Mexico also raised rates overnight, up +50 basis points to 5.50% and also tackling ingrained inflation here. It was their fifth consecutive climb.

The Bank of Japan left interest rates unchanged, but decided to end its support for the pandemic. they did to say let them see it as a good economic recovery and let private spending start growing as they wish.

An American regulator noted he was investigating the immediate redemption and late payment industry with a survey of the largest operators there, which includes two of Australia’s largest (AfterPay and Zip). Shares of both fell sharply after the announcement. The US regulator is concerned about debt accumulation, regulatory arbitrage and data collection in a consumer credit market that is already evolving rapidly with technology.

In Australia, pandemic case in victoria were 1503 reported yesterday. There are now 12,578 active cases in the state – and there have been 7 more deaths. In NSW there was 2213 new community cases reported yesterday, and another big jump, with 9,569 active cases acquired locally, but only one death. Queensland is report seven new cases. ACT has 20 new cases. Overall in Australia, 89.8% of eligible Australians are fully vaccinated, and 3.9% have had only one injection so far.

The 10-year UST yield opens today at 1.39% and a -4 basis points slide from this hour yesterday after signals from the US Fed. This is a decrease of -10 basis points from a week ago. The UST 2-10 yield curve starts flatter today at +76 bps. Their 1-5 curve is flatter at +91 bps, while their 3m-10 year curve is flatter at +135 bps. The ten-year Australian government benchmark rate changed little at 1.57%. The ten-year Chinese government bond is unchanged at 2.87%. The ten-year New Zealand government is down -3 basis points to 2.27%.

Wall Street opened its Friday session with the S & P500 down -0.7% in afternoon trading and heading towards a weekly retreat of -1.6%. The day-to-day European markets were very contrasted with London up + 0.1% and Paris down -1.1%. Yesterday Tokyo closed down -1.8%, Hong Kong closed down -1.2% and Shanghai also closed down -1.2% on the day. The ASX200 finished at + 0.1% for a weekly loss of -1.0%, while the NZX50 fell further -0.5% for a weekly loss of -0.7%.

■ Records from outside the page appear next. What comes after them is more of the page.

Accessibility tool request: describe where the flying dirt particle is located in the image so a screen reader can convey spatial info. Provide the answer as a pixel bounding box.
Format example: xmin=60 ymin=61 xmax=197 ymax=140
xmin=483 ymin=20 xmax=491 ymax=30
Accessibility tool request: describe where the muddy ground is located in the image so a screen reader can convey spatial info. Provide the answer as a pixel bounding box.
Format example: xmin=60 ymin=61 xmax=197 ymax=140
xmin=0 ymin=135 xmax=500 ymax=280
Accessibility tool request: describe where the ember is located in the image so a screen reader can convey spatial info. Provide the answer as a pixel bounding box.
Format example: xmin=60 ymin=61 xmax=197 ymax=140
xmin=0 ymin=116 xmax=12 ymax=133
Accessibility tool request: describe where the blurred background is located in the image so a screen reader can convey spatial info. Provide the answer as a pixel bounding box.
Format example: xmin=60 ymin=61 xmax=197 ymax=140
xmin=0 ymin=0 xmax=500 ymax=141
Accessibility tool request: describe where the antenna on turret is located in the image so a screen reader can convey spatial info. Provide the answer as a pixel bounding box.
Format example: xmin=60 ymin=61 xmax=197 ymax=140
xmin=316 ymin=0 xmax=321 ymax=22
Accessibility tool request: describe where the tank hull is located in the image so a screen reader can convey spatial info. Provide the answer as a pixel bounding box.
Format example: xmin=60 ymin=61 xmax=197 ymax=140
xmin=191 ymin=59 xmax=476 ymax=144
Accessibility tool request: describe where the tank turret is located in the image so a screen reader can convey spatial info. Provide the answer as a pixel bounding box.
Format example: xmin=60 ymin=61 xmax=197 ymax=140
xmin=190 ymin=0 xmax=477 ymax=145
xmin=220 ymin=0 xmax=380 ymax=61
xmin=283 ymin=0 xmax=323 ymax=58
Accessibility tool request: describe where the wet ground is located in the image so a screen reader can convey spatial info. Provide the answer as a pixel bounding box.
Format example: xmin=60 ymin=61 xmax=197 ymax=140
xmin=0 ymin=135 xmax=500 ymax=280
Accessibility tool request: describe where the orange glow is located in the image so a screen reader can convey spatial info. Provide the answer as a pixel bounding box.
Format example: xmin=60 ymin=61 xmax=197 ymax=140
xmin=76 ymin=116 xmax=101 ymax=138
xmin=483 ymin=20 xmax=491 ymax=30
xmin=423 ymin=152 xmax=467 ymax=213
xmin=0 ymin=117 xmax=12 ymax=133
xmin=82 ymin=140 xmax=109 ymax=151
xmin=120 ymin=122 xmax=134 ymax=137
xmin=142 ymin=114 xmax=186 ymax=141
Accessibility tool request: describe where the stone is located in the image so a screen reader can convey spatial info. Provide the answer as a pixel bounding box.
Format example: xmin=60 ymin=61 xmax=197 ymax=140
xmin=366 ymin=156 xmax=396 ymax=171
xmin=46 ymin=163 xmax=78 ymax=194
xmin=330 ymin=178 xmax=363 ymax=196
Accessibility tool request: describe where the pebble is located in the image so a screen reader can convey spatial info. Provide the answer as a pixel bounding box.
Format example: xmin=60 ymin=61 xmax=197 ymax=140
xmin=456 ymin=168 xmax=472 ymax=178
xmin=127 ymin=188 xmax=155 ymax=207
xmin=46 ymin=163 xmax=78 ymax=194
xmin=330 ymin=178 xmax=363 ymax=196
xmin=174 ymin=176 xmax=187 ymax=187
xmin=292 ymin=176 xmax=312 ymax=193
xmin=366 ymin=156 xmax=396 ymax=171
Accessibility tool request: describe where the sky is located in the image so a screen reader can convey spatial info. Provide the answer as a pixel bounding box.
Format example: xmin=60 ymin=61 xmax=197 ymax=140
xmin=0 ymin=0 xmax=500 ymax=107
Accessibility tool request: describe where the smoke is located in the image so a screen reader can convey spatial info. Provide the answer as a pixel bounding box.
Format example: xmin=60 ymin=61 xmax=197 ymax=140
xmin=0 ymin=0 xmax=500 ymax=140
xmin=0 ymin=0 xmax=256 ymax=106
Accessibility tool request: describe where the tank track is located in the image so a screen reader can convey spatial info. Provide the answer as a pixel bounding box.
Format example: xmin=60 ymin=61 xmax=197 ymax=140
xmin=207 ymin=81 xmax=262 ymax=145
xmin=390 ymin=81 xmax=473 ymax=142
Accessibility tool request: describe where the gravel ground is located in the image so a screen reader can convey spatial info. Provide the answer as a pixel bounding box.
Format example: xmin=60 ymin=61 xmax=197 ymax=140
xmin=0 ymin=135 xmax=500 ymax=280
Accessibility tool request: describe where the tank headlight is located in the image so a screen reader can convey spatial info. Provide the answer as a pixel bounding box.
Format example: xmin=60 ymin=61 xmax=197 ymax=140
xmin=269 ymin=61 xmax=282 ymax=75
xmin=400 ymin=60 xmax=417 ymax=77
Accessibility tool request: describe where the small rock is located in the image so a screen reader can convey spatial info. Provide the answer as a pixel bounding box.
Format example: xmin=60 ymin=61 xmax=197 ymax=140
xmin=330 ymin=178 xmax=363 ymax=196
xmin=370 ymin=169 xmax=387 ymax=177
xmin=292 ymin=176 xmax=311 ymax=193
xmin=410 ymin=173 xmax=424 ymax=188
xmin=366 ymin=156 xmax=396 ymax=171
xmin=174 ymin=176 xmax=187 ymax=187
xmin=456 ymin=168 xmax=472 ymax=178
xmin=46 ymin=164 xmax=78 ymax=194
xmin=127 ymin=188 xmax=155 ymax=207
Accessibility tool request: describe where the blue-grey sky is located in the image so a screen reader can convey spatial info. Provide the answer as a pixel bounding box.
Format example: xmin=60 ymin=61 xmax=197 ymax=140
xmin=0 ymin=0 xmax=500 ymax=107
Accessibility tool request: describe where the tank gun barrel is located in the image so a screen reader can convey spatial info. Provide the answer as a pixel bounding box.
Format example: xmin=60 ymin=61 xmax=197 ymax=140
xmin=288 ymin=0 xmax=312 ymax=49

The price of gold will start today at US $ 1,805 / oz and up to an additional US $ 7 from this time yesterday. And that’s a gain of + US $ 20 in one week.

And oil prices today start at -1.50 US $ to just under US $ 71 / bbl in the US, while the international price of Brent is now just below US $ 73.50 / bbl.

The Kiwi dollar opened firmer today at 67.5 USc and was down -½c from yesterday. Against the Australian dollar we are weak at 94.5 AUc. Against the euro, we are down to 59.9 euro cents. That means our TWI-5 starts today down -40 basis points to 72.2 and is back to its four-month lows.

The price of bitcoin is lower at US $ 46,933 and down -3.2% from yesterday. We ended the week down -0.3% from where we started. Volatility over the past 24 hours has been high at only +/- 3.2%.

The easiest way to stay on top of the risks of events today is to follow our Economic calendar here ».